Still, there's something slightly charming in seeing Einstein and three other senior citizen scientists get involved in the love lifes of the younger folk, bonding with the auto mechanic who's going to turn Albert's car into a souped-up convertible, eating ice cream together and talking about science-fiction stories and real-world physics as if some common ground could be found there.  And they pull pranks on the niece's suitor that they don't like, such as letting all his lab animals out of their cages, ha ha, destroying two years' worth of scientific study.  And then they help perpetuate the lie that this auto mechanic is some kind of genius / idiot savant, totally helping him to cheat on his I.Q. test, because what great relationship doesn't get founded on a comic misunderstanding?

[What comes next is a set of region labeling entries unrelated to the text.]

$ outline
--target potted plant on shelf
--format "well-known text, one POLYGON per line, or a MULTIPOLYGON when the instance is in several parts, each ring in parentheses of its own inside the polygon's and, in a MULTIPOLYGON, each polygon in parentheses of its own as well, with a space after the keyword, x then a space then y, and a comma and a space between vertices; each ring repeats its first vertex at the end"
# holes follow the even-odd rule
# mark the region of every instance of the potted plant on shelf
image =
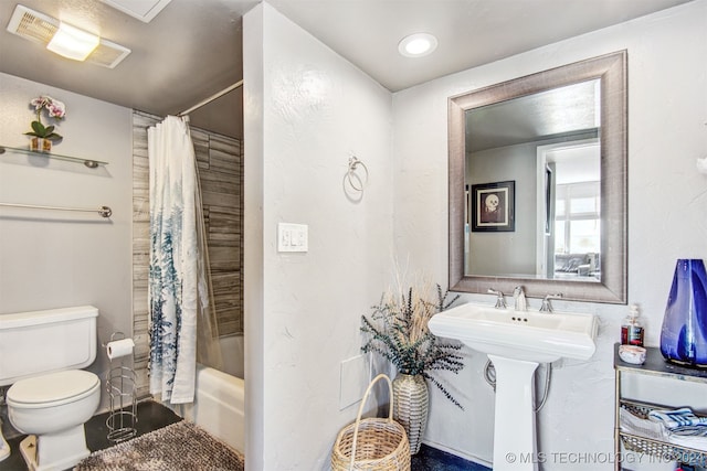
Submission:
POLYGON ((433 371, 458 373, 464 364, 458 351, 461 343, 442 341, 428 329, 428 321, 449 309, 457 299, 447 301, 449 291, 436 285, 431 289, 410 287, 400 296, 384 293, 370 318, 361 315, 361 332, 368 334, 361 351, 374 352, 395 365, 393 379, 393 417, 408 433, 410 452, 420 450, 428 424, 429 392, 426 382, 434 384, 455 406, 464 409, 433 371), (433 298, 430 300, 430 298, 433 298))
POLYGON ((30 101, 30 105, 36 113, 36 120, 31 122, 32 130, 25 132, 27 136, 31 136, 30 150, 35 152, 50 152, 52 150, 52 142, 62 139, 62 136, 54 132, 54 126, 44 126, 42 124, 42 110, 46 109, 46 114, 50 118, 63 119, 66 116, 66 107, 57 99, 48 95, 42 95, 30 101))

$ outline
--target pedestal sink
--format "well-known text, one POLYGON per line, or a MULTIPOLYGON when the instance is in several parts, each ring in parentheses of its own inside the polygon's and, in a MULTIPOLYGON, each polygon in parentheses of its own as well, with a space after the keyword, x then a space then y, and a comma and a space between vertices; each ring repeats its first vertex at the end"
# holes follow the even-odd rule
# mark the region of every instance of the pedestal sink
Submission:
POLYGON ((538 470, 534 375, 540 363, 589 360, 593 314, 529 312, 462 304, 435 314, 430 331, 486 353, 496 370, 494 471, 538 470))

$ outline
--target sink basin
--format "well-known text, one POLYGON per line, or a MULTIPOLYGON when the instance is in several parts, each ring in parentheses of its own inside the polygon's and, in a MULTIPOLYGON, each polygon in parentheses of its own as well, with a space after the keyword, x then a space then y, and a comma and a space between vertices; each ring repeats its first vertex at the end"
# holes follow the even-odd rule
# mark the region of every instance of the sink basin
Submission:
POLYGON ((437 336, 456 339, 483 353, 550 363, 561 357, 589 360, 595 350, 598 321, 593 314, 468 303, 435 314, 429 327, 437 336))
POLYGON ((428 325, 437 336, 486 353, 494 364, 494 471, 539 471, 534 458, 535 371, 539 363, 562 357, 589 360, 595 350, 597 318, 462 304, 435 314, 428 325))

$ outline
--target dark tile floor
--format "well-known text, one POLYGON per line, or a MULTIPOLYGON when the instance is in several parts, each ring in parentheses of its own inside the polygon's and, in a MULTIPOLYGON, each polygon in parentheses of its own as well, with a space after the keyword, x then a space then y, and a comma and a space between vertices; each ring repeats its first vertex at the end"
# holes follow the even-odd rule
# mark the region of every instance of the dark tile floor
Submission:
MULTIPOLYGON (((157 430, 170 424, 181 420, 179 416, 167 407, 154 403, 145 402, 138 404, 138 422, 137 435, 147 433, 157 430)), ((91 451, 103 450, 113 443, 108 441, 106 427, 106 414, 99 414, 86 422, 86 445, 91 451)), ((2 418, 6 421, 7 417, 2 418)), ((12 454, 0 461, 0 471, 27 471, 27 465, 22 454, 20 454, 19 446, 24 436, 13 433, 7 424, 3 424, 3 432, 10 445, 12 454)), ((168 471, 168 470, 166 470, 168 471)), ((175 470, 176 471, 176 470, 175 470)), ((420 452, 412 457, 411 471, 490 471, 488 468, 463 460, 462 458, 446 453, 422 445, 420 452)))
MULTIPOLYGON (((139 418, 136 427, 137 436, 181 420, 181 417, 172 413, 169 408, 151 400, 137 405, 137 416, 139 418)), ((108 413, 98 414, 86 422, 86 446, 91 451, 103 450, 114 445, 108 441, 107 417, 108 413)), ((20 441, 22 441, 25 436, 18 435, 17 431, 11 429, 7 424, 7 417, 2 417, 2 431, 10 446, 11 454, 9 458, 0 461, 0 471, 27 471, 28 468, 24 458, 22 458, 20 453, 20 441)))

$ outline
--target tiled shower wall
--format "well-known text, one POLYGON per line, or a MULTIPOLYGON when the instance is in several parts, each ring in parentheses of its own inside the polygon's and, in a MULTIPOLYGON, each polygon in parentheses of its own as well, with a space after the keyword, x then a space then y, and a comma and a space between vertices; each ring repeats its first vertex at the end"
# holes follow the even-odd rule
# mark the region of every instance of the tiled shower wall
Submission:
MULTIPOLYGON (((161 118, 133 113, 133 338, 138 397, 149 394, 147 128, 161 118)), ((241 141, 192 128, 219 334, 243 333, 243 160, 241 141)))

But then when you look at the big picture, it's like Einstein helped his niece find love, but only at the cost of his own integrity, and that's pretty sad.  Maybe the fact that this premise and plot never happened, and is a big pile of fictional B.S. is the best news after all.

Also starring Meg Ryan (last seen in "Against the Ropes"), Walter Matthau (last seen in "Grumpier Old Men"), Stephen Fry (last seen in "Le Divorce"), Lou Jacobi (last seen in "Irma la Douce"), Gene Saks (last seen in "Nobody's Fool"), Joseph Maher (last seen in "The Out-of-Towners" (1999)), Tony Shalhoub (last seen in "Hemingway & Gellhorn"), Frank Whaley (last seen in "Red Dragon"), Charles Durning (last seen in "The Best Little Whorehouse in Texas"), Keene Curtis, Alice Playten, with cameos from Greg Germann (last seen in "Get Hard"), Daniel von Bargen (last seen in "Shaft" (2000)), Alice Drummond (also last seen in "The Best Little Whorehouse in Texas").